While many municipalities allow only certain offenses to qualify for community court, Mesa takes a “broader and bolder approach,” Thomas says. When police or other Mesa courts process anyone they think would benefit from social services, they refer them to community court. Defendants can request to be referred, and the court even helped a walk-in who hadn’t committed a crime. Tafoya also takes court services to Paz de Cristo community center to meet homeless people where they are.
Community court meets twice weekly and sees about 25 cases per docket. Defendants are referred to nonprofits (with their own sources of funding) offering physical and mental health care, substance abuse support, housing and job services. Charges are typically dismissed if the defendant participates in these programs. Already, the court has helped people get necessary identification and find work. Tafoya says one homeless woman was transformed by becoming employed. “She had pride.
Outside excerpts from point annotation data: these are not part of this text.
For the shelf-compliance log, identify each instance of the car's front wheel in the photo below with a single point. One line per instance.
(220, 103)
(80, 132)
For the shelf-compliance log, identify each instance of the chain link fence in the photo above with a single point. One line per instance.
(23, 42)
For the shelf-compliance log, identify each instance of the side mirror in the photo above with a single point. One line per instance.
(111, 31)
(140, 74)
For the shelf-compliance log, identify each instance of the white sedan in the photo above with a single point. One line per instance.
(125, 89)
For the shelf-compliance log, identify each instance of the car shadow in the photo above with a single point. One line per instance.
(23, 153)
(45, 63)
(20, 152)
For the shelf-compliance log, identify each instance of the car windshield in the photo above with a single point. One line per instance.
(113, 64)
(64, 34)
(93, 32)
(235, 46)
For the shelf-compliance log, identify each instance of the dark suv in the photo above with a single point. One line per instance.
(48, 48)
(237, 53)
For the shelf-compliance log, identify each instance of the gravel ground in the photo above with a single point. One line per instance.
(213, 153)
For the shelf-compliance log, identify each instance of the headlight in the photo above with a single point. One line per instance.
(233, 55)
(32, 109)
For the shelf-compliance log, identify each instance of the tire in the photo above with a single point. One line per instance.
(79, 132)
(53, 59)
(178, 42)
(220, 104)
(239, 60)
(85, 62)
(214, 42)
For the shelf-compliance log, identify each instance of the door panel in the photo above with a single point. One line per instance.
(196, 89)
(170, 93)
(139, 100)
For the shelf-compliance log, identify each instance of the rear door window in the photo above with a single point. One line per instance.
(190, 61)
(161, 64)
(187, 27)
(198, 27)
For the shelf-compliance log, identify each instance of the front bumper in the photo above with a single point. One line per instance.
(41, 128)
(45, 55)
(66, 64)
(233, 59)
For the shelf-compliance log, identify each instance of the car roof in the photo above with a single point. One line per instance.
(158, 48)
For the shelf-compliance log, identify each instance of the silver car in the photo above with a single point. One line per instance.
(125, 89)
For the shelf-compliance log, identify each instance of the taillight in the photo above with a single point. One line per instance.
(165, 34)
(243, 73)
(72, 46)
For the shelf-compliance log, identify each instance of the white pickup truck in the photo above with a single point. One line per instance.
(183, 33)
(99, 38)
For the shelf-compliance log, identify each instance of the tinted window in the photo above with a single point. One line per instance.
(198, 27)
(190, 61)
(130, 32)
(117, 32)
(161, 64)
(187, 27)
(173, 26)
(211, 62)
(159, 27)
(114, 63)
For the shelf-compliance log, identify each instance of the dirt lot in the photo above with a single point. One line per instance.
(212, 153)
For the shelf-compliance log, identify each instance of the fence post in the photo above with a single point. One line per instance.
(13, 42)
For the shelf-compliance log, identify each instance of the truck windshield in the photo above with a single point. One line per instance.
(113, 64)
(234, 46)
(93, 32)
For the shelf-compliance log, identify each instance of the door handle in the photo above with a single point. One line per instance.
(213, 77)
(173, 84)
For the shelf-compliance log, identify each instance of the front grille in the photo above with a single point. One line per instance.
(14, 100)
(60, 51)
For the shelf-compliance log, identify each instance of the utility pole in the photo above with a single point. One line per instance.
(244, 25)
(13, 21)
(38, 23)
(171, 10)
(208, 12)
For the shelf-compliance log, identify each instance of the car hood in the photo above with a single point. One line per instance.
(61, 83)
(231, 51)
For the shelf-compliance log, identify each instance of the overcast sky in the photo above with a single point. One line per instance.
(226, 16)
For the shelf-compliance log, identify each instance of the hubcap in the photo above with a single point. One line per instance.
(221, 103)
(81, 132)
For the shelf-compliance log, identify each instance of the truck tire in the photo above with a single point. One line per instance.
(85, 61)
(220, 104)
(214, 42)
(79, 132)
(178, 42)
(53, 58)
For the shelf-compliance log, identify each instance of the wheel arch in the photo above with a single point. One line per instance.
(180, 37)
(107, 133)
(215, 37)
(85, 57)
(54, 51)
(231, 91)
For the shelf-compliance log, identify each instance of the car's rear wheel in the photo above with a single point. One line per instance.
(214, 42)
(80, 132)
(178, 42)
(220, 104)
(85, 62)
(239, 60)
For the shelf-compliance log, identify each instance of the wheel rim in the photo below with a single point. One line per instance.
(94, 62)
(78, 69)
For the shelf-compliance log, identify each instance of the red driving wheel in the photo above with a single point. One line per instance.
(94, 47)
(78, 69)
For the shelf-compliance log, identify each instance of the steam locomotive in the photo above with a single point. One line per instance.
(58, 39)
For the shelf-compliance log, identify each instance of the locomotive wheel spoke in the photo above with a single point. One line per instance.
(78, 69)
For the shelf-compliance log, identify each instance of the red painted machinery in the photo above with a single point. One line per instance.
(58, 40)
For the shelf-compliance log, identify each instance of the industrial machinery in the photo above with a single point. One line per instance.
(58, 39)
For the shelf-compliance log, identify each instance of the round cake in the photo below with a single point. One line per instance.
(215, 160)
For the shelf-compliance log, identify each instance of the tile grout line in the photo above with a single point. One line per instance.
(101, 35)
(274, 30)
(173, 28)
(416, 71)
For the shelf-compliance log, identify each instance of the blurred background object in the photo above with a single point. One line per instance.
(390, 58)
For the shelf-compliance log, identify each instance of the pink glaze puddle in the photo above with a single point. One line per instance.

You could see it in her.”
Thomas sums up the court’s innovation: “The justice system isn’t set up to fix social problems. So we’re changing the justice system.”
People who went through Seattle’s community court committed 66 percent fewer offenses within 18 months. Those who went through other courts committed 50 percent more offenses, according to a 2009 study.
Adults who went through Red Hook Justice Center in Brooklyn were 10 per-cent less likely to commit new crimes than those processed in traditional courts. Juveniles were 20 percent less likely to re-offend.
After the cost of running the court, Red Hook Justice Center saved taxpayers an estimated $6.8 million in 2008, including avoided costs for re-offenses.